![]() ![]() ![]() ![]() ![]() |
February 20022.25.02:Found the "linux" bug, although the problem might be more related to different versions of gcc. Our linux machines run a newer version. The problem was that during the merge, when I iterate through the lists, there's a for loop to increment the iterator. But I don't want to start at the first item, I want the loop to increment itself first so the start case is says iter++, which works. But for some bone-headed reason, I have some that say iter=iter++, which doesn't increment. So all that "junk" being added was the values for the first item merged into the list a second time. iter+=1 and iter=iter+1 also work. Also revamped the pruning code. It now does as many passes as necessary to get each db within x% error rate of desired rank. Also can do runs with top N% instead of just top n terms. Need to make runs on kmeans data to get generalizeable results.
2.20.02:
On LA, the indexes are exactly the same whether it goes through the
merge or not. But the same problems occurs on Ringtail, which leads
me to believe that it is a platform issue. The sample data, being small,
worked beautifully. Off hand I don't know what the problem is. When we first tried to
compile on linux, there were problems with the setbuf functionality
of fstream (forcing it to use a given buffer). I commented that stuff
out (letting it manage its own buffer), but the same problem occurs.
I need to step through the merge code line by line to see what the
problem is. The doc frequency and ctf counts are correct. The read
also reads in the correct length list, but the data is incorrect.
When I compare inverted lists from the 2 dbs, the begining looks the
same, the corrupted one then has a bunch of garbage (wrong value
integers) then continues on the right path again. So some wrong
values got spliced into the middle of the list.
Could there be a memory leak on linux that is not on solaris? I have downloaded some purify type programs
for linux, but have not tried them out. I think I should step through
the merge first to see that there isn't a glaring error. First, I have to get gdb to work predictably.
2.04.02: Jamie's guess is that there is a memory leak somewhere, which is causing a problem on linux and not
on solaris. I ran the pushindexer through purify over the weekend (on solaris since there is not purify
for linux) and there aren't really any memory leaks. There are a few UMR and array out of bounds stuff that
is all in Paul's text handling stuff. I guess I'll have to either grab Paul or fix them myself. There are some
small memory leaks relating to the param stuff. I kind of remember Cheng mentioning something about them, but
then dismissing them because they are so small. There was one significant memory leak from my code with not
releasing all the document id strings. But this would happen at the very end of the process anyway, so I can't
see how that would make much of difference. In any case, that is easy to fix. Currently I'm looking into whether
or not I need to allocate that memory anyway. I can't remember if I have to do my own copying before I push into a
vector or if the vector takes care of all of that. I was doing strdup just to be safe. I'm guessing that I have
to since I vaguely remember looking into that and I would have changed it if it wasn't the case. Anyway, I'm running
that test now, and it's taking forever because there are people on LA.

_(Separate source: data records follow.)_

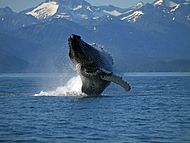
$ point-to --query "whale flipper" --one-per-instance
(118, 80)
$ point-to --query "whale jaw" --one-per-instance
(85, 58)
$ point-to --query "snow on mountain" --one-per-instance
(133, 17)
(44, 10)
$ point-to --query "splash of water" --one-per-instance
(72, 88)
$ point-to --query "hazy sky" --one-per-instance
(18, 5)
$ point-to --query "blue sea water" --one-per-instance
(156, 110)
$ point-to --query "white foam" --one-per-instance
(72, 88)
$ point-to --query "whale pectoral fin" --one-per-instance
(118, 80)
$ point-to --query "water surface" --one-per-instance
(157, 109)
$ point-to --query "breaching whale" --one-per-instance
(94, 66)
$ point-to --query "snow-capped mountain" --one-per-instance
(73, 10)
(139, 37)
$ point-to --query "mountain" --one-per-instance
(145, 37)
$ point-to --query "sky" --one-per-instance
(19, 5)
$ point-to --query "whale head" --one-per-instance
(83, 54)
(91, 63)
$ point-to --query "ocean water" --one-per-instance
(48, 108)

Speaking of that, Jamie and I are in the process of looking into new servers to buy. I guess we will go
with linux servers because they are cheaper. We're still waiting on some quotes from purchasing and some
answers from facilities regarding cross-mounting of disks. Since it looks like we're moving over to linux,
I also checked to see what memory leak detectors are available on linux. I downloaded 2 of them to try out
at some point.
I'll need to re-run the indexing using a smaller cache so that it uses the hierarchical merge. Although
that code is almost identical to the final merge method, I should still check to make sure there isn't anything
weird going on there. It just takes so long to run one of these processes.
|